Невозможность полноценно общаться с окружающими сильно угнетала его. «Каждое свидание волновало Владимира Ильича, — рассказывала Крупская. — Это было видно по тому, как он двигал после свидания стул, как судорожно придвигал к себе доску и брался за мел». Иногда, особенно оставшись в одиночестве, он плакал. Его лечащий врач В. Осипов писал: «Иногда вдруг на глазах Владимира Ильича появлялись слезы. Человеку было нелегко…» Фельдшер В. Рукавишников описывал такой момент подробнее: «Ильич уселся, закрыв несколько лицо рукой, облокотившись на стол в задумчивой позе… И вдруг из-под руки катятся слезы… Чу, шорох. Шаги. Кто-то идет. Ильич выпрямился. Смахнул слезы. Взялся за книжку, как будто ничего не было…»
Ленин сознательно отказывался встречаться с соратниками. Крупская: «На вопрос, не хочет ли он повидать Бухарина, который раньше чаще других бывал у нас, или еще кого-нибудь из товарищей, близко связанных по работе, он отрицательно качал головой, знал, что это будет непомерно тяжело…»
В. Розанов рассказывал о поведении Ленина осенью 1923 года: «Гуляли, пользовались каждым днем, когда можно было поехать в сад, в парк. Сознание полное. Владимир Ильич усмехался на шутки. Искали грибы, что Владимир Ильич делал с большим удовольствием, много смеялся над моим неумением искать грибы, подтрунивал надо мной, когда я проходил мимо грибов, которые он сам видел далеко издали… Ужиная с нами, угощал нас и сидел подолгу, участвуя в разговоре своим немногосложным запасом слов, который в конце концов мы в значительной степени научились понимать. Во все эти посещения при мне он всегда был весел».
В последний год жизни Ленин уже не мог сам стрелять, но по-прежнему любил наблюдать за охотой на зайцев. Последний раз ездил в лес на охоту за два дня до смерти, 19 января 1924 года. Этот лес носил название «Горелый пень». После неудачных выстрелов Ленин укоризненно покачивал головой, а при метких попаданиях хлопал левой рукой по неподвижной правой…
Ленин мог даже по старой привычке насвистывать сквозь зубы знакомые мелодии. По словам Крупской, во второй половине 1923 года, когда казалось, что дело пошло на поправку, Владимир Ильич иногда тихо напевал «Интернационал», «Червонный штандарт» и «В долине Дагестана». Вероятно, лермонтовские строки довольно точно передавали настроение Владимира Ильича, когда он думал о самом себе:
«Засмеялся и махнул рукой». Вскоре после смерти Владимира Ильича его вдова рассказывала: «В последнее время стал читать беллетристику. Ему принесли большую груду книг, и он отобрал себе исключительно вещи Джека Лондона, которые и просил читать ему вслух».

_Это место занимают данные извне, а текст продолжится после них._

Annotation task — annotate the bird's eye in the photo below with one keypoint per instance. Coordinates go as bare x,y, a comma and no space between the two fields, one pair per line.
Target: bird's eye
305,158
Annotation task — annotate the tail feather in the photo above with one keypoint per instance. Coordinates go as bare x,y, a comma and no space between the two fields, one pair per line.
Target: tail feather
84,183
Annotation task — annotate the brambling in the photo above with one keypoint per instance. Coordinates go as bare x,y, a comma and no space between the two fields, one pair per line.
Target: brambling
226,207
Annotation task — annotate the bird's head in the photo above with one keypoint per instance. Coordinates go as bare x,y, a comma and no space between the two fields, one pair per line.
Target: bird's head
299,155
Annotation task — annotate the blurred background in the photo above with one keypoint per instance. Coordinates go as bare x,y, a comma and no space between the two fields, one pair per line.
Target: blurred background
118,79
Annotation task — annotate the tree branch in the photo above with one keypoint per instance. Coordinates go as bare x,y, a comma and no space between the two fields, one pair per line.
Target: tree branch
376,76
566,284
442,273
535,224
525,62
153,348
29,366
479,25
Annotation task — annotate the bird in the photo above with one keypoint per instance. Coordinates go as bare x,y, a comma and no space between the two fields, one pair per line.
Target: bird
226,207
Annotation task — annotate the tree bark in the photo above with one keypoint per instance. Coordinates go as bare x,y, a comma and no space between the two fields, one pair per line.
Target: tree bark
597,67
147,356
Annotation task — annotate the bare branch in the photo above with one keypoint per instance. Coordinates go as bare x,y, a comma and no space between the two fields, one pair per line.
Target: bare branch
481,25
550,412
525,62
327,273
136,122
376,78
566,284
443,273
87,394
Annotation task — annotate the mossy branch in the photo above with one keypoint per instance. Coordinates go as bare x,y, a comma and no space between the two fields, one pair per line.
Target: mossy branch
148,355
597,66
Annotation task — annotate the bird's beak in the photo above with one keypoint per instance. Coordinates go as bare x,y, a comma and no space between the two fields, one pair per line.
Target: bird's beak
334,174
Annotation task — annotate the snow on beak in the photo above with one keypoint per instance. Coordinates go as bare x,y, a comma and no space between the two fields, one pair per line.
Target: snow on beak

Особенно Ленину понравился рассказ Лондона «Любовь к жизни», который он слушал всего за два дня до смерти. Нельзя не заметить, что рассказ этот, в манере писателя, очень натуралистичный, жесткий. Человек перегрызает горло волку и, чтобы выжить, пьет волчью кровь. «Сильная очень вещь, — писала Крупская. — Через снежную пустыню, в которой нога человеческая не ступала, пробирается к пристани большой реки умирающий с голоду, больной человек. Слабеют у него силы, он не идет уж, а ползет, а рядом с ним ползет тоже умирающий от голода волк, и вот между ними борьба, человек побеждает — полумертвый, полубезумный добирается до цели. Ильичу рассказ этот понравился чрезвычайно. На другой день просил читать рассказы Лондона дальше… Следующий рассказ попал совершенно другого типа — пропитанный буржуазной моралью: какой-то капитан обещал владельцу корабля, груженного хлебом, выгодно сбыть его; он жертвует жизнью, чтобы только сдержать свое слово. Засмеялся Ильич и махнул рукой».